At the bar over this year’s Shamrock Days, I heard two other stories of COVID’s ravages on the people of Imogene. One patron told me of a businessman in Shenandoah: “About a year ago, he just freaked out with the COVID. And so, he stayed at home. He was having people just bring him groceries like once a week or so. He was in his basement cleaning a gun. I’m assuming he accidentally shot himself in the leg or something,” the story goes. “He did damn near bled out from that. He was down there like three days. And finally, one of the kids checked on him when they hadn’t heard from him. He had had a mini stroke or something like that. And they had to put him in a rest home for a while.”
I heard of another local (I knew him and had last spoken to him in February 2020) who saw the pandemic and lockdowns leading to societal collapse. The anxiety of this was too much, and he just sort of burnt out, dropping out of society.
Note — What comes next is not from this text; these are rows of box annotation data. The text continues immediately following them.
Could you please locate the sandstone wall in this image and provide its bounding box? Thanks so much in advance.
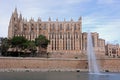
[0,58,120,72]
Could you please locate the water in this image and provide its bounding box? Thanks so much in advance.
[87,33,100,74]
[0,72,120,80]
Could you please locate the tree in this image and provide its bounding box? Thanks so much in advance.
[27,41,37,56]
[35,35,50,54]
[11,36,27,48]
[1,38,10,56]
[11,36,28,56]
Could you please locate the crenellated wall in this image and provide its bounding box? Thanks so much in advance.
[0,58,120,72]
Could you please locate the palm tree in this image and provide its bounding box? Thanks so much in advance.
[11,36,28,56]
[35,35,50,55]
[1,38,10,56]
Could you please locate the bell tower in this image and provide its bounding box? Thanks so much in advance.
[8,8,19,38]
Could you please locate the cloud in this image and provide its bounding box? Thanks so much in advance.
[98,0,119,4]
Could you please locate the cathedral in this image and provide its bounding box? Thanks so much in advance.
[8,8,105,57]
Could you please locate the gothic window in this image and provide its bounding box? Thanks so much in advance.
[51,24,55,30]
[24,28,27,31]
[43,24,46,30]
[14,17,15,21]
[52,32,54,39]
[67,24,70,30]
[60,24,62,30]
[68,32,70,39]
[75,32,78,39]
[31,28,34,30]
[60,32,62,39]
[74,24,77,30]
[31,24,34,26]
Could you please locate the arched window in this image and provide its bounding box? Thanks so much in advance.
[51,24,55,30]
[68,32,70,39]
[52,32,54,39]
[60,32,62,39]
[60,24,62,30]
[75,32,78,39]
[43,24,46,30]
[74,24,77,30]
[67,24,70,30]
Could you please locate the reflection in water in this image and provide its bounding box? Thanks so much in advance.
[88,73,120,80]
[89,74,110,80]
[0,72,120,80]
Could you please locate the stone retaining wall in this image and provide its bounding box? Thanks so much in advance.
[0,58,120,72]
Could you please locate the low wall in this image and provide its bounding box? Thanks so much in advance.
[0,57,120,72]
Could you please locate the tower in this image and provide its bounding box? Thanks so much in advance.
[8,8,18,38]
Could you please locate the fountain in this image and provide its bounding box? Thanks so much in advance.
[87,32,100,74]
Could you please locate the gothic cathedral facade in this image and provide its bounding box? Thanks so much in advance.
[8,9,105,57]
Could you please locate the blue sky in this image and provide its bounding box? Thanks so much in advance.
[0,0,120,43]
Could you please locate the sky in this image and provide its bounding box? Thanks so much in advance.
[0,0,120,44]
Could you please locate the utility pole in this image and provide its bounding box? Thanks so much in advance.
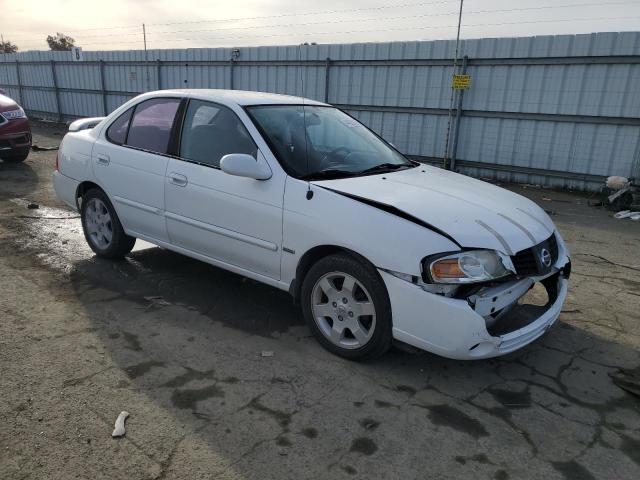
[442,0,464,170]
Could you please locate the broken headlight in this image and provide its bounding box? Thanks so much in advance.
[423,250,511,284]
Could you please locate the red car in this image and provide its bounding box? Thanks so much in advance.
[0,92,31,162]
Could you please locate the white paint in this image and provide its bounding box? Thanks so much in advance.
[54,90,568,359]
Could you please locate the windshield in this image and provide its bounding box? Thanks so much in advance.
[247,105,416,179]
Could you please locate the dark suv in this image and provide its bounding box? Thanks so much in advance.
[0,91,31,162]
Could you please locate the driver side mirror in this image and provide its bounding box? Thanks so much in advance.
[220,153,271,180]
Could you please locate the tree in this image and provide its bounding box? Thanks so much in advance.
[47,32,75,52]
[0,40,18,53]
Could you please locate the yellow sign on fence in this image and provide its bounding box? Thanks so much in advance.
[451,75,471,90]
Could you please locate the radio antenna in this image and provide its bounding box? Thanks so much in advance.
[298,43,313,200]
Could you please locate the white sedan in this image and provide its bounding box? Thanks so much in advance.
[53,90,571,359]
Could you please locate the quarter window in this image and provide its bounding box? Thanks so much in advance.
[180,100,258,167]
[107,108,133,145]
[126,98,180,153]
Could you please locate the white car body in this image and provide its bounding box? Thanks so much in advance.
[53,90,570,359]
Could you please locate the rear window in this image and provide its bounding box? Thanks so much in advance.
[126,98,180,153]
[107,108,133,145]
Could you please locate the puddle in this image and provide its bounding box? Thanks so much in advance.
[4,198,303,338]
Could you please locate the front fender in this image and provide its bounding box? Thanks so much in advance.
[282,177,459,283]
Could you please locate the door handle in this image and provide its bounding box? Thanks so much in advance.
[169,173,189,187]
[97,157,111,165]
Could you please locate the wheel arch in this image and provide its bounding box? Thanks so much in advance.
[289,245,376,304]
[75,180,105,211]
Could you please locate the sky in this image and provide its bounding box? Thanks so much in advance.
[0,0,640,51]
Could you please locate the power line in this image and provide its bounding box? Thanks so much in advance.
[18,0,457,32]
[74,16,640,45]
[43,0,636,38]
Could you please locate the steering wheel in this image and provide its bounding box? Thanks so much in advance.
[320,147,351,168]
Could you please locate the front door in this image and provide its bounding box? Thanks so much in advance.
[165,100,284,280]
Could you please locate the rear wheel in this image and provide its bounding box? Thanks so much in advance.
[302,254,392,360]
[80,188,136,258]
[0,148,30,163]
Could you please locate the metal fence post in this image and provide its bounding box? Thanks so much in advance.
[156,59,162,90]
[324,57,331,103]
[100,60,109,117]
[16,58,24,107]
[449,55,469,171]
[51,60,62,123]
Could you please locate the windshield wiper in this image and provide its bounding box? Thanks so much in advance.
[301,168,360,180]
[358,163,414,175]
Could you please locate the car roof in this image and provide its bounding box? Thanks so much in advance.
[145,88,326,106]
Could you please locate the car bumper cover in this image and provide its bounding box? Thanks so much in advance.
[380,257,570,360]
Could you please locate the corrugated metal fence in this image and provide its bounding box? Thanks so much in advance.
[0,32,640,189]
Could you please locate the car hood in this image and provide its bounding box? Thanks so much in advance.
[313,166,555,255]
[0,94,18,112]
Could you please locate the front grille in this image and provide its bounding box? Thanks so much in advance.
[511,234,558,277]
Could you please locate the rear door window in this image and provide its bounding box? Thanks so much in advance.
[180,100,258,168]
[126,98,180,153]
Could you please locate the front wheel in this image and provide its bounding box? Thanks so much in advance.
[80,188,136,258]
[302,254,392,360]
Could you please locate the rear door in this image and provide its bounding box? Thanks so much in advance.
[92,98,181,242]
[165,99,284,280]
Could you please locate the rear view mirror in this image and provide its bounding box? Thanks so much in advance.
[220,153,271,180]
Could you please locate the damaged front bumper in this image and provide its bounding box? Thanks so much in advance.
[380,252,571,359]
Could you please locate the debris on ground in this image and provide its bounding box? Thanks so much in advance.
[613,210,640,221]
[609,368,640,396]
[111,410,129,437]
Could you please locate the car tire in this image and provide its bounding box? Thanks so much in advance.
[301,253,392,360]
[0,148,30,163]
[80,188,136,259]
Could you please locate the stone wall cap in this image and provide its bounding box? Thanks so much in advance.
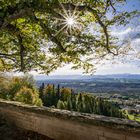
[0,99,140,133]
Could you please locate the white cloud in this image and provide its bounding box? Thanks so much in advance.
[111,27,132,36]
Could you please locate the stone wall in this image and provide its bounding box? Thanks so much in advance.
[0,100,140,140]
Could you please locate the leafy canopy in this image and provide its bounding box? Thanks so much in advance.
[0,0,136,74]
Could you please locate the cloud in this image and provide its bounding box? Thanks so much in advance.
[111,27,132,36]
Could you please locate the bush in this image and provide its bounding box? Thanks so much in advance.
[14,87,42,106]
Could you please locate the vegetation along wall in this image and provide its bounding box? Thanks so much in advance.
[0,100,140,140]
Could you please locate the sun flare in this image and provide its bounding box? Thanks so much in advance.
[55,4,82,36]
[66,17,75,26]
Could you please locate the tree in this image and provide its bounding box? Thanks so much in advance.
[14,87,42,106]
[0,0,136,73]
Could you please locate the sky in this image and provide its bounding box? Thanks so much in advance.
[47,0,140,75]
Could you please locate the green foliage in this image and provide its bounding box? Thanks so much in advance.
[14,87,42,106]
[38,84,123,118]
[0,75,42,106]
[0,0,137,74]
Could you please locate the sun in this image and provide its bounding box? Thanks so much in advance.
[55,4,82,36]
[66,17,75,26]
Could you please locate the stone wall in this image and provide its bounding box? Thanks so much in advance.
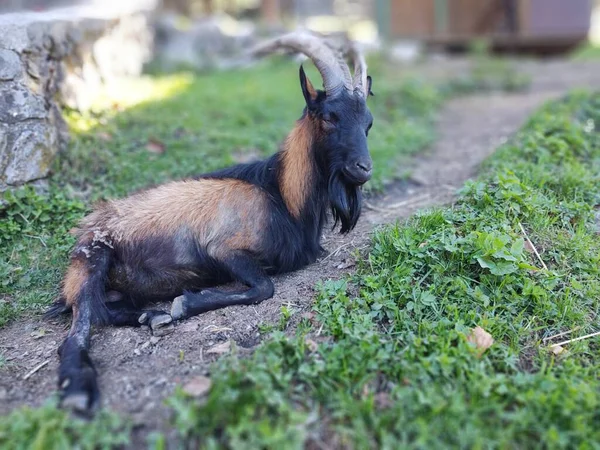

Others, though, saw the lockdowns as a break from anxiety. “I’m not going to lie,” Alan Rodewald said when I asked how his bout with COVID was. “It was the greatest 10 days I’ve had in a while.” He couldn’t go to work. He felt bad for a day. He lost taste and smell for a week or so.
“To be honest, it was really nice having more time together,” said Becca Castle, whose home is visible from the softball fields. “The kids really liked helping out on the farm.” Becca worked from home for a nonprofit organization and liked it.
Chris Hernandez, another local, thought it was a good corrective on public perception. “I hope it really increases the trades,” she told me. “I think a lot of people have shifted their attitudes on essential workers.”
Kevin Olson at the Isle told me of one long-term change post-pandemic. He used to keep the place open 7 days a week. Now, he realizes that was killing him. These days, the Isle closes on Sunday and Monday. “I’m never going back,” he told me.
This may be the most widespread impact of the whole coronavirus story here: Small-town country living may become even a little bit slower.
Timothy P. Carney is the senior political columnist at the Washington Examiner and a resident fellow at the American Enterprise Institute. He is the author of Alienated America: Why Some Places Thrive While Others Collapse.